Git is now an essential part of my work flow. It's invaluable. I like knowing that even though I may have to dig to find it, I have the history of an entire project at my fingertips.
Since moving over to Ubuntu, I've made a few optimisations to my environment to help use Git.
Keys
I modified this from a Stack Overflow answer, it'll add the desired keys to SSH agent when you load a terminal/login through SSH and destroy the agent when the last thing using it is closed.
I have this at the bottom of my ~/.zshrc config file
# Start ssh-agent to keep you logged in with keys, use `ssh-add` to log in
agent=`pgrep ssh-agent -u $USER` # get only your agents
if [["$agent" == "" || ! -e ~/.ssh/.agent_env]]; then
# if no agents or environment file is missing create a new one
# remove old agents / environment variable files
if [["$agent" != ""]]; then
kill $agent;
fi
rm -f ~/.ssh/.agent_env
# restart
eval `ssh-agent`
/usr/bin/ssh-add
echo 'export SSH_AUTH_SOCK'=$SSH_AUTH_SOCK >> ~/.ssh/.agent_env
echo 'export SSH_AGENT_PID'=$SSH_AGENT_PID >> ~/.ssh/.agent_env
fi
# create our own hardlink to the socket (with random name)
source ~/.ssh/.agent_env
MYSOCK=/tmp/ssh_agent.${RANDOM}.sock
ln -T $SSH_AUTH_SOCK $MYSOCK
export SSH_AUTH_SOCK=$MYSOCK
end_agent()
{
# if we are the last holder of a hardlink, then kill the agent
nhard=`ls -l $SSH_AUTH_SOCK | awk '{print $2}'`
if [["$nhard" -eq 2]]; then
rm ~/.ssh/.agent_env
ssh-agent -k
fi
rm $SSH_AUTH_SOCK
}
trap end_agent EXIT
set +x
Clone via SSH
After setting up injection of my SSH keys, I went around the projects I had on my machine and changed the remote from HTTPS to SSH. Now I can interact with remote repositories without having to enter my username and password every time!
WIP & NAH
Earlier this year Dave Hemphill tweeted about the power of WIP. Essentially that's the only commit message you need. That gives us our first alias
alias wip="git add . && git commit -m 'WIP'"
I wouldn't advocate this behavoiur for team work or a situation where commit messages are necessary but for me to quickly save state and gaurantee that I'm storing project history, it more than works for me.

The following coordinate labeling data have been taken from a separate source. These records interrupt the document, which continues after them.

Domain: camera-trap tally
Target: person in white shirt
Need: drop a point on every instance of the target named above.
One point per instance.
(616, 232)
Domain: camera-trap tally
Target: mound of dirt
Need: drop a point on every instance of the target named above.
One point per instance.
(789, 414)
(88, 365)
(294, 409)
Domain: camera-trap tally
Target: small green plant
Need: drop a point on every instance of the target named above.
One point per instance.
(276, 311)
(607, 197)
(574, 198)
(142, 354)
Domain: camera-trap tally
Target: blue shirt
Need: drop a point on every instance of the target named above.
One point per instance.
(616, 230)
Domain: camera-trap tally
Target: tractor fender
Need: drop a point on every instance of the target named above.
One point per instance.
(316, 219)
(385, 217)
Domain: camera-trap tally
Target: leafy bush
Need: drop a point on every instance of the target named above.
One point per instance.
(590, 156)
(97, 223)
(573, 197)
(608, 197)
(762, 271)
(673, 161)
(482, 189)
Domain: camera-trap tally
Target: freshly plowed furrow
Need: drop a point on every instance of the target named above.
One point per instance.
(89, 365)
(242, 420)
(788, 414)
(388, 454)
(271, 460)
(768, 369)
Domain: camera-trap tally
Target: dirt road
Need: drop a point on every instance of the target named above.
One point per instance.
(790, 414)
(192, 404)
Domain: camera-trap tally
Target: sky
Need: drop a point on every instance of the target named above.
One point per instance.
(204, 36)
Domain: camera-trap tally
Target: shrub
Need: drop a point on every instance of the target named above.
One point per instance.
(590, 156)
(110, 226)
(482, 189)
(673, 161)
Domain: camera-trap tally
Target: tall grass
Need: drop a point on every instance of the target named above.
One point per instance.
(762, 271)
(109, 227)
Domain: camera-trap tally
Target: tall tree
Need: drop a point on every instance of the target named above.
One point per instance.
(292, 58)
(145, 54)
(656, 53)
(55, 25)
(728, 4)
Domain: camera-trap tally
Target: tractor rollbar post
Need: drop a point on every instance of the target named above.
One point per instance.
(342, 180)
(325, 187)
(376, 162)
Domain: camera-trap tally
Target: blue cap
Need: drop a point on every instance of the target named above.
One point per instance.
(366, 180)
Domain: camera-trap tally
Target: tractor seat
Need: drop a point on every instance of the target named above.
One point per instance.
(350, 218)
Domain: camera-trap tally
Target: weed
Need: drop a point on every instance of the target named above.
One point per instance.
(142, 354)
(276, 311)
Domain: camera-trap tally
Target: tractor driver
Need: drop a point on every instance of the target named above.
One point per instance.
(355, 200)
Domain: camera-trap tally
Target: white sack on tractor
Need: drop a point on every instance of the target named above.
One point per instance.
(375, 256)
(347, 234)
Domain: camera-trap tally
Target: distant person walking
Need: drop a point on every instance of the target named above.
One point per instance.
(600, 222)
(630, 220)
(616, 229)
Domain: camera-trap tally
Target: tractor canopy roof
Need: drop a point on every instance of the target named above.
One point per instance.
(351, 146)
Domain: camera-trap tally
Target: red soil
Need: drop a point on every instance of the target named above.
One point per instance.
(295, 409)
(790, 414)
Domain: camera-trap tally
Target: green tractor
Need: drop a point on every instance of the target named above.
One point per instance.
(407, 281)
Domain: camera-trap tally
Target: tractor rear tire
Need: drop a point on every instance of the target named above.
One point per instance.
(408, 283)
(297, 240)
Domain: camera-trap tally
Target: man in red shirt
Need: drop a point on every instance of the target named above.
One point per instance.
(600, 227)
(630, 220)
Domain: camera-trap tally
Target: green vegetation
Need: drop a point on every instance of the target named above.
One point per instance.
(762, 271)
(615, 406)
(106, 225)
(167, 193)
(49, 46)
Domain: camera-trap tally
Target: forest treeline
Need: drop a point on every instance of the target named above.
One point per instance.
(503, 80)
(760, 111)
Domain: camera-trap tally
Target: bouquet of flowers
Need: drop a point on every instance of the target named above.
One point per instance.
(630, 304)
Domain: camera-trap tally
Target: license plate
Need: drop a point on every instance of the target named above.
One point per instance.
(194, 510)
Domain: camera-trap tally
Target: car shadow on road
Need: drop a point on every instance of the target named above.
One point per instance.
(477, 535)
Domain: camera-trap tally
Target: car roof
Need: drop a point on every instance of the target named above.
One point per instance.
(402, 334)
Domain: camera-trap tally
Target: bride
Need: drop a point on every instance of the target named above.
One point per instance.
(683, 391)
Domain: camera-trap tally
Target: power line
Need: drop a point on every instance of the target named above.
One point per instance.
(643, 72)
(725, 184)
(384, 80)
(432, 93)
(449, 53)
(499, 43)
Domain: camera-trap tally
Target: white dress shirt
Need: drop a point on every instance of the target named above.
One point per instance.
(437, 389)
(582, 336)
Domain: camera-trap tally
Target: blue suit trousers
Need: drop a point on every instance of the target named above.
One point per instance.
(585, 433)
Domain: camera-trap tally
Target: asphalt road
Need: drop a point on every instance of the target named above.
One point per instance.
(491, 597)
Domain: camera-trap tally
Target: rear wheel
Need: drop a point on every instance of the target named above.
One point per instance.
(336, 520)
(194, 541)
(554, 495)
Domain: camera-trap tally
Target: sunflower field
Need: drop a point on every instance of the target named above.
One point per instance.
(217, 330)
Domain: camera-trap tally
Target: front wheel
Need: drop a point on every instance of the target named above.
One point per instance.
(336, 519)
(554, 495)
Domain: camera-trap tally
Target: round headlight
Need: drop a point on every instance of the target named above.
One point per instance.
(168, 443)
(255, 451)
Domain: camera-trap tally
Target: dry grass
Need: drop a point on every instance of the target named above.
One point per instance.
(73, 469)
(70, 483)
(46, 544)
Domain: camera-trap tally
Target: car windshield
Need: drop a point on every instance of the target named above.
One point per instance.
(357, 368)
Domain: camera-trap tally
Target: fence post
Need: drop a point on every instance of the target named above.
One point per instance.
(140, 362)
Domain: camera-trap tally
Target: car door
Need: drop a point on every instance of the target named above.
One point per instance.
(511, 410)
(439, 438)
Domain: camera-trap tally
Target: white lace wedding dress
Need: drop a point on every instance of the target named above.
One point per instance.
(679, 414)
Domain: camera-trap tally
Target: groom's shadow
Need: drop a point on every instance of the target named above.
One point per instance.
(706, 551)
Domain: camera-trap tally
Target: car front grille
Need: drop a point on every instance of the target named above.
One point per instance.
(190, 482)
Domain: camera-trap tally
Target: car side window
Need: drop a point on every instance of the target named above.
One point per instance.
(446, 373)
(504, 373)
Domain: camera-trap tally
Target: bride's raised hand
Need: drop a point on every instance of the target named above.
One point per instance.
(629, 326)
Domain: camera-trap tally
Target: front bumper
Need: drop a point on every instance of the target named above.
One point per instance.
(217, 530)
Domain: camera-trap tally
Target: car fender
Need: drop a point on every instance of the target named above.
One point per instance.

The second alias is nah. Nah is a git reset and clean to get your working tree back to the state of the last commit.
alias nah="git reset --hard && git clean -df"
GitLens
GitLens gives VSCode super powers. I probably haven't scratched the surface of what this package can do but I can now instantly get the full commit/edit history for any project file from within the editor.